A number of years ago there was an exchange between two Orthodox rabbis about this very topic that illustrates well the struggle that many of us have not only with these teachings, but also with others that are found in our holy Torah.

The exchange began when Rabbi Benny Lau, the rabbi of the Ramban synagogue in Jerusalem, wrote a Devar Torah about our parashah and said that the status of people with disabilities or certain physical characteristics is to a large extent determined by how other people within a community treat them and relate to them. At a time when these people were seen to be different, that is how Jewish tradition treated them. Today, when within our communities all people are hopefully treated equally and not understood to be different from anyone else because of how they look or what type of activities they may have greater difficulty doing, Jewish tradition should respond in kind. It is our sense of humanity and acceptance that shapes Jewish practice and acceptance of other people.

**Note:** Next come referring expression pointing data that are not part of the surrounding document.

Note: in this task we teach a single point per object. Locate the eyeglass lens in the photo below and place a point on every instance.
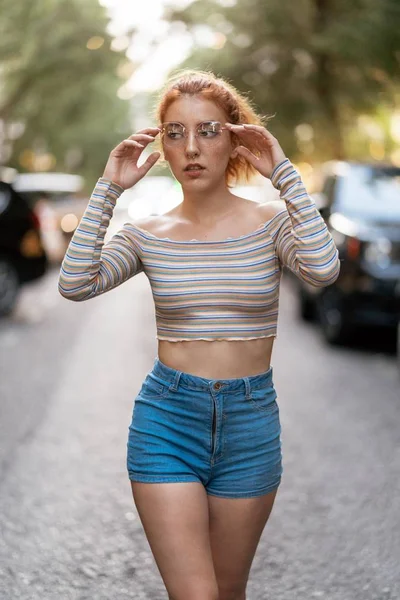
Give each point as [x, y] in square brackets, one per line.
[176, 132]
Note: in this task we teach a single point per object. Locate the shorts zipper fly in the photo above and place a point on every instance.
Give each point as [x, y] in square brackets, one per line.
[217, 386]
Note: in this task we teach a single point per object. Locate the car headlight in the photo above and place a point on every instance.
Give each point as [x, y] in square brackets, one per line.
[379, 252]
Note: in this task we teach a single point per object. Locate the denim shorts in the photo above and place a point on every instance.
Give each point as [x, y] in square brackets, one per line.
[222, 433]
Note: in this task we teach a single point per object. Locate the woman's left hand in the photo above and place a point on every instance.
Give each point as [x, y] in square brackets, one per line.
[268, 155]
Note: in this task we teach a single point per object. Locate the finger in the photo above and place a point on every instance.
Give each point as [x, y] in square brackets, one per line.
[125, 144]
[142, 137]
[150, 130]
[149, 162]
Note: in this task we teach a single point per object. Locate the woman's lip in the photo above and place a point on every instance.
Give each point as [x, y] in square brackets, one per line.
[194, 172]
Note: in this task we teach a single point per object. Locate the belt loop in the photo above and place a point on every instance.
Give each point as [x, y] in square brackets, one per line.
[248, 388]
[175, 383]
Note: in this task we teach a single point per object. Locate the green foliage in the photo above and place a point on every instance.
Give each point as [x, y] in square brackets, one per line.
[64, 93]
[315, 62]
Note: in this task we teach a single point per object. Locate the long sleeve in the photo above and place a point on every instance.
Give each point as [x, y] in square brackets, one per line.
[302, 241]
[91, 267]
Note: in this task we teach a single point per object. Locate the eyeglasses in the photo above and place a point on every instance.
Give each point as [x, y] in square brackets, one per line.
[208, 132]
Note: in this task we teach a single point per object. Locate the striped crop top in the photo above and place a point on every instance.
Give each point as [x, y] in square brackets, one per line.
[204, 290]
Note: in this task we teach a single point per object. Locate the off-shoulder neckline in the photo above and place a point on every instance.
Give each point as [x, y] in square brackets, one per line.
[259, 229]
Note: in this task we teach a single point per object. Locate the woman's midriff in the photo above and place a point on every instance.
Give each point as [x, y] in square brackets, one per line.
[224, 359]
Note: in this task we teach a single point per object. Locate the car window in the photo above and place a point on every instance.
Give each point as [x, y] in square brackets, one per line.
[329, 188]
[371, 193]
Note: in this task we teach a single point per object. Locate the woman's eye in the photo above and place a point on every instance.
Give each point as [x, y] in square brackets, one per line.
[207, 133]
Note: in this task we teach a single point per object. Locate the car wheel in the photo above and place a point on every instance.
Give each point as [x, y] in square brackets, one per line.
[9, 286]
[306, 307]
[335, 327]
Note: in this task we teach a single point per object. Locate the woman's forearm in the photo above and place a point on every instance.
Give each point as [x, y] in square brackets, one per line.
[302, 239]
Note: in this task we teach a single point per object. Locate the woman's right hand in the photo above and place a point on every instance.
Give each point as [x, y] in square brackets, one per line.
[122, 167]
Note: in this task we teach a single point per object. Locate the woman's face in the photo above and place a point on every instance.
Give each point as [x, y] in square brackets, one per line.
[210, 153]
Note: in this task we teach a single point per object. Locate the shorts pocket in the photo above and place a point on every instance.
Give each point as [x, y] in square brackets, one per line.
[264, 400]
[154, 388]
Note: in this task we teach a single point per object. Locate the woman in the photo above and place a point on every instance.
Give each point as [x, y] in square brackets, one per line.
[204, 451]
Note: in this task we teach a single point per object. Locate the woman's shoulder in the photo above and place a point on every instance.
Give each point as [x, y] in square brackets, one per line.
[156, 225]
[269, 210]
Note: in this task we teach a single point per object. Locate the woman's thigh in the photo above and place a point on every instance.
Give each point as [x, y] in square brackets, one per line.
[176, 523]
[236, 525]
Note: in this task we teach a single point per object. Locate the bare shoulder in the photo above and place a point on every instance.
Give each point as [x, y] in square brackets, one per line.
[268, 210]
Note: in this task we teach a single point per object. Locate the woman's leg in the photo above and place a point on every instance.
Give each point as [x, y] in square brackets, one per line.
[236, 525]
[176, 523]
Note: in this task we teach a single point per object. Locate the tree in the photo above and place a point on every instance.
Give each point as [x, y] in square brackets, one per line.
[62, 94]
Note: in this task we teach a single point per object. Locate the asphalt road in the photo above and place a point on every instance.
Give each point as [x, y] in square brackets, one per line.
[69, 374]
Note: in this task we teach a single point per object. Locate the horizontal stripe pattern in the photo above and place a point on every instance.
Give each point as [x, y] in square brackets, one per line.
[228, 289]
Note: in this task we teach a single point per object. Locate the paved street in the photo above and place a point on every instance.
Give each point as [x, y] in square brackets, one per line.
[69, 373]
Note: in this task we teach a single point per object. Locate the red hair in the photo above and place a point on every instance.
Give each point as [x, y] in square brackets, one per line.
[237, 108]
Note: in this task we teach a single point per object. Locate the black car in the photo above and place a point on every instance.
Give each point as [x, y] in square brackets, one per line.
[360, 203]
[22, 257]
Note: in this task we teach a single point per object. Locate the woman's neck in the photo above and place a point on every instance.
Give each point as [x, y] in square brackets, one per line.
[205, 206]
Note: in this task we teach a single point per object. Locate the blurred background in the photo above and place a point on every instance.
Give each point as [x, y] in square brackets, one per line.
[75, 79]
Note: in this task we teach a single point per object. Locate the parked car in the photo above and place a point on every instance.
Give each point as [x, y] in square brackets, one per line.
[59, 205]
[22, 255]
[360, 203]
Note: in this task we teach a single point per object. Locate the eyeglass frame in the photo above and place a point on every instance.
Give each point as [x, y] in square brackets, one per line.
[185, 135]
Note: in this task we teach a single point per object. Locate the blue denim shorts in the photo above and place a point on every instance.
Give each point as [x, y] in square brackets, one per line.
[223, 433]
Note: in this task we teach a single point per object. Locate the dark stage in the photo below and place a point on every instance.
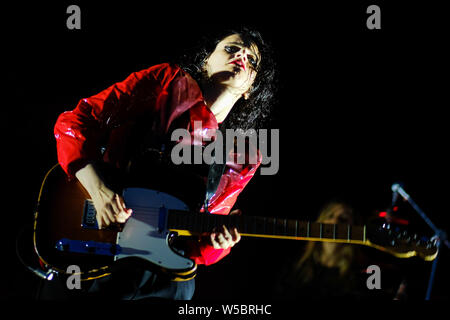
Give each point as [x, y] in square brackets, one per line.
[357, 110]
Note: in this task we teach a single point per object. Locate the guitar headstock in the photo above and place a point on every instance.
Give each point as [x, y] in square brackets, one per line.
[400, 242]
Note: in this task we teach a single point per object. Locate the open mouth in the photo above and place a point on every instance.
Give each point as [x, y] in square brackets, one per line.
[239, 63]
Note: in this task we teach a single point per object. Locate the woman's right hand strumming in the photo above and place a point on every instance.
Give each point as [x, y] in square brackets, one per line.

Rabbi Lau’s Devar Torah resulted in a strongly worded response by Rabbi Aharon Lichtenstein, the late Rosh Yeshiva of Yeshivat Har Etzion. Rabbi Lichtenstein had a number of objections to Rabbi Lau’s approach, one of which was the influence that Rabbi Lau was willing to give to public sensibilities in determining halakhic practice, especially when this came from the Torah.

Rabbi Lau found support for his approach in the following Talmudic story.

Rabbi Yochanan said: A [priest] who is blind in one of his eyes may not raise his palms [to recite the priestly blessing]. Yet there was a certain man [like that] in Rabbi Yochanan’s neighbourhood who did raise his palms! [It was permitted because] that man was familiar in his own city. (Megillah 24b)

Rabbi Lau wrote that

It is clear that if the community had not reacted to those ‘blemished’ people with acceptance, the attitude of the halacha would not have changed…If this is the case, the public has enormous power to define the place and standing of people with disabilities in society. Our attitude towards the disabled is not decreed from heaven. It rests upon the attention and responsibility of the entire community. If we know to see the good and the light within each one of us, we will succeed in containing every creation, in fixing the place of people with disabilities in the very heart of the community, and in allowing each and every person to take a part in our shared effort to repair the world by the light of the Torah.

When we read the words of this week’s Torah portion may we remember that it is up to us to accept all of the members of our community, to see them as equals and to embrace them, thus playing our part in shaping the Torah.